The early bird catches the worm, but the second mouse gets the cheese.
amanita phalloides
amanita phalloides11.09.06 13:29
Ich finde die Akzente mit Blick auf 9/11 falsch gesetzt. Die Frage müsste doch lauten: Wie sehr muss eine Kultur ihre Dynamik und Erneuerungsfähigkeit eingebüßt haben, um mit solchen Wahnsinnstaten Aufmerksamkeit gewinnen zu wollen? Deren Satz "You love Coca Cola, we love death" ist von einem so abgründigen Nihilismus geprägt, der jeden Gestaltungwillen aufgegeben hat, dass es nur noch fröstelt. Mit dem World Trade Center und dem Pentagon haben die Islamisten die Symbole der "Weltherrschaft" angegriffen ohne sie durch eigene oder gar Eigenes ersetzen zu können. Das ist Impotenz! Terroristen? Religiöse und geistige Eunuchen!
Hast Du im Bett Dich heiss gewühlt, trink Coca Cola - eisgekühlt
jogoto11.09.06 14:29
amanita phalloides

Gewalt ist immer das Ende der Fahnenstange.
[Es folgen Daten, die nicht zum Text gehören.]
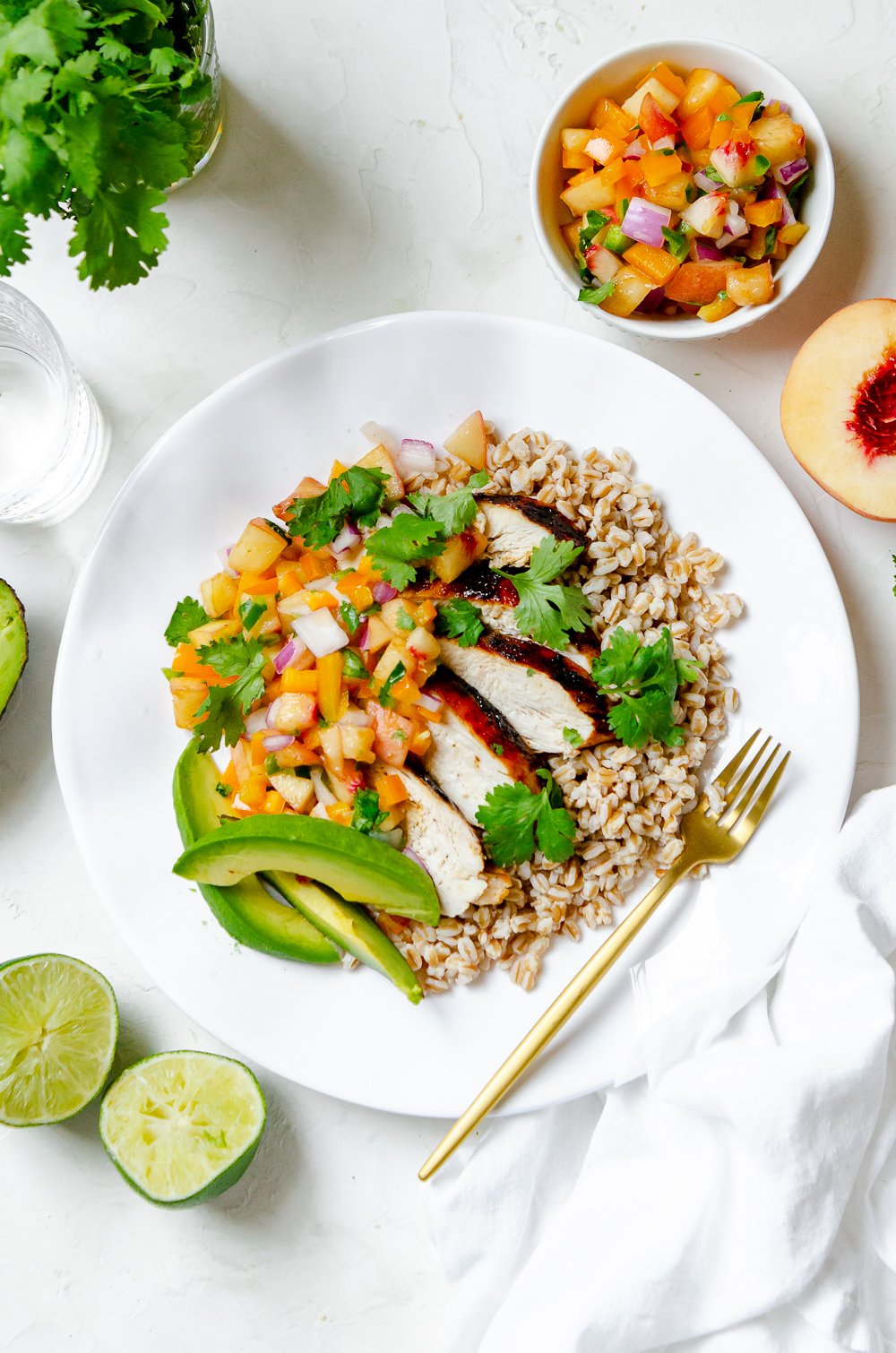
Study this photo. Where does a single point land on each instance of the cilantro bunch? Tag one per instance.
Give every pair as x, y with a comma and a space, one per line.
93, 126
643, 679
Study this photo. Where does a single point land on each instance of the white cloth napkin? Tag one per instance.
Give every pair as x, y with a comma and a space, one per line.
741, 1196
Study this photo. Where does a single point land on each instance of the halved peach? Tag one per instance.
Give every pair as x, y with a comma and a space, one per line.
838, 408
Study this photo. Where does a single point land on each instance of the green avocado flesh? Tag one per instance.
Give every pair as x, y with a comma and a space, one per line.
246, 909
13, 643
355, 866
349, 927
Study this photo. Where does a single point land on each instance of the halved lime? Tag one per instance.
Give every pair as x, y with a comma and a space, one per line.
58, 1029
183, 1127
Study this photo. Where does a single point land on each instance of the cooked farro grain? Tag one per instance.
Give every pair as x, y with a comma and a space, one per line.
627, 803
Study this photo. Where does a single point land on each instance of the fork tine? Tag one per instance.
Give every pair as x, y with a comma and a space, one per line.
747, 824
734, 793
741, 801
734, 764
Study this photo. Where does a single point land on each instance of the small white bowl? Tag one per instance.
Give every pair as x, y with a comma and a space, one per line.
615, 76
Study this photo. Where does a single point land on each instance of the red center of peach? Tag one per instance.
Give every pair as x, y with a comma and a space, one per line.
874, 422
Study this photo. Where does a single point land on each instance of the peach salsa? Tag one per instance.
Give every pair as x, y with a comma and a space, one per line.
683, 196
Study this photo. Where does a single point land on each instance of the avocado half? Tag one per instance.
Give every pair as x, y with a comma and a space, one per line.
13, 643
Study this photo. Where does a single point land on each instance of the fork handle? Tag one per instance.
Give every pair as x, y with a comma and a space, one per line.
556, 1016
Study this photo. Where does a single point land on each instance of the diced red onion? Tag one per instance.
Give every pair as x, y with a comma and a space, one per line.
644, 220
704, 182
347, 539
411, 854
321, 632
257, 721
379, 437
290, 654
276, 742
416, 458
707, 251
790, 171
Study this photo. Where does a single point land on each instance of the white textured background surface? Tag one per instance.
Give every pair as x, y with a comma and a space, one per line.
375, 159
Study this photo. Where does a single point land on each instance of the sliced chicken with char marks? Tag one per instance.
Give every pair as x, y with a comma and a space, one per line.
447, 844
538, 690
472, 747
516, 524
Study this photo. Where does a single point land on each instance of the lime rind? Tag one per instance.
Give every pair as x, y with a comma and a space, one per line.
58, 1032
183, 1126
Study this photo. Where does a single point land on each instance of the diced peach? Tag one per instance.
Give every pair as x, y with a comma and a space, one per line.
657, 264
392, 735
607, 113
700, 283
752, 286
470, 442
716, 309
630, 289
700, 87
673, 193
257, 548
763, 212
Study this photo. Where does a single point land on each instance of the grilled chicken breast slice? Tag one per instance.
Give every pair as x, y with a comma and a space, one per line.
472, 747
516, 524
538, 690
445, 841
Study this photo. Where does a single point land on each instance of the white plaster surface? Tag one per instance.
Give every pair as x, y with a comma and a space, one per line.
375, 159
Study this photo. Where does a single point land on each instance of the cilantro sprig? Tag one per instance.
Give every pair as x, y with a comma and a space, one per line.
188, 615
453, 511
643, 679
516, 820
222, 713
547, 610
398, 548
357, 493
93, 126
459, 620
366, 812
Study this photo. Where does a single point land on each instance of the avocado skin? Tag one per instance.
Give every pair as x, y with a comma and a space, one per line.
13, 643
349, 927
357, 867
246, 910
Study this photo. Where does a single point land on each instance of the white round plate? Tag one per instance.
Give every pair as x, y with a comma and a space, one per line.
352, 1034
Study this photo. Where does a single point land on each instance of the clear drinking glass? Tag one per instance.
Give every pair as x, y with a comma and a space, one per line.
52, 437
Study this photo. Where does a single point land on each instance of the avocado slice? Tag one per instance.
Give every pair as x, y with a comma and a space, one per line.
349, 927
246, 910
13, 643
355, 866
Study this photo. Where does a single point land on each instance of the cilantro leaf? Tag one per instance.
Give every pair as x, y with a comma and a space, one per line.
678, 243
548, 610
397, 549
366, 812
453, 511
644, 678
514, 820
225, 706
459, 620
187, 615
357, 493
594, 295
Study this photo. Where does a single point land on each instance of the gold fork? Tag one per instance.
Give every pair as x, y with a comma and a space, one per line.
711, 836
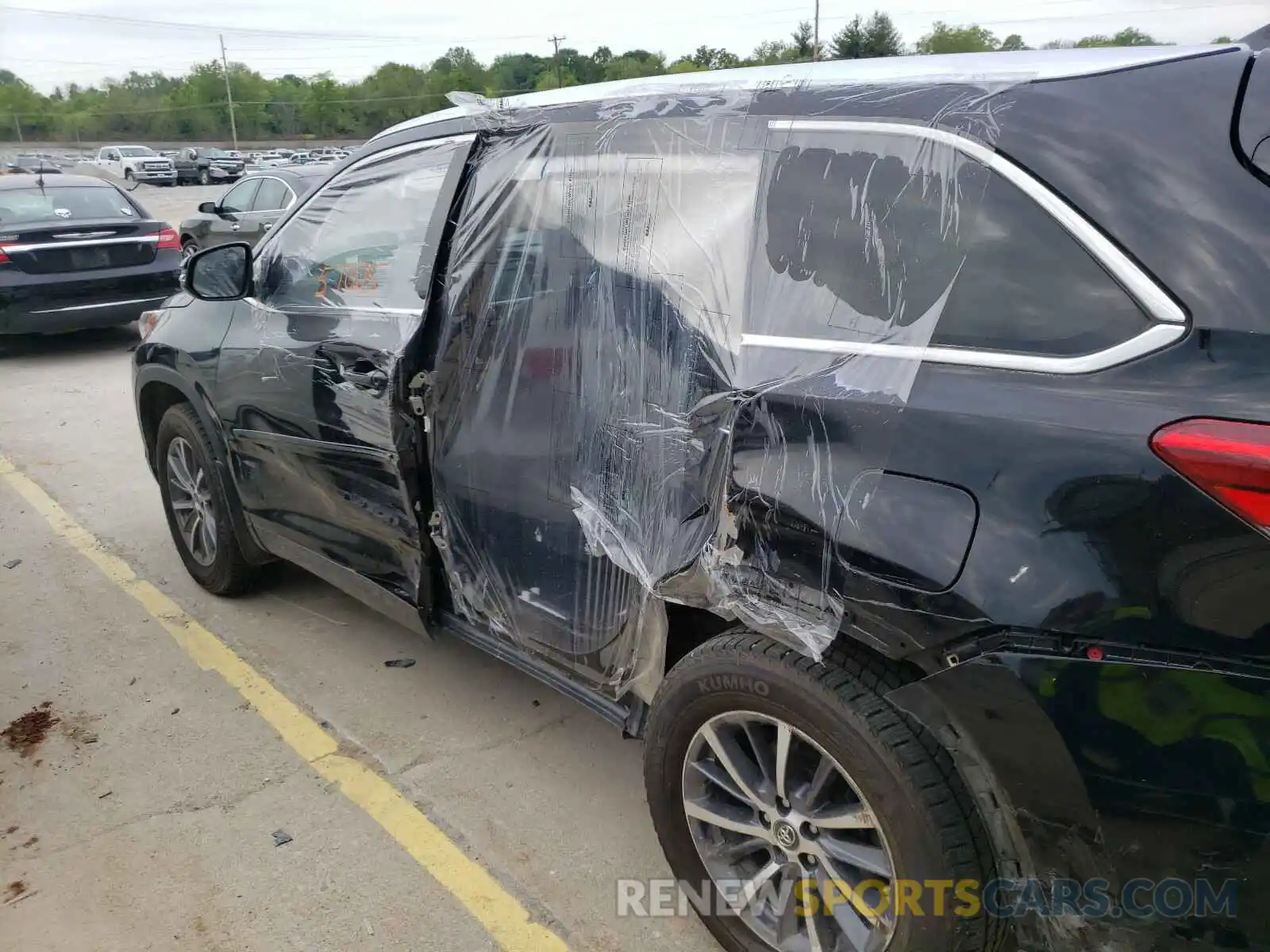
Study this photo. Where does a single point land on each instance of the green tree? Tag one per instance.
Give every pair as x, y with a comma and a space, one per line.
634, 63
882, 38
849, 42
944, 38
803, 42
1130, 36
772, 52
Sie bricht dann aus, wenn einem sonst nichts mehr einfällt.
EnZo
EnZo11.09.06 17:32
Wo da alles noch hinführt(sick)

Überwachungsstaat vom Feinsten, und stück für
stück sind wir bereit mehr von unserer Freiheit
aufzugeben, und alle sagen:
naja wenns der Sicherheit dientO:-)

Es is auch sicherer nich zu rauchen, trotzdem
mach ich gern.

Manchmal fühl ich mich wie in schlechten SciFi-filmen
aus den 80ern, wo großen Konzerne die Welt regieren
und alles wird überwacht.(fear)(fear)(fear)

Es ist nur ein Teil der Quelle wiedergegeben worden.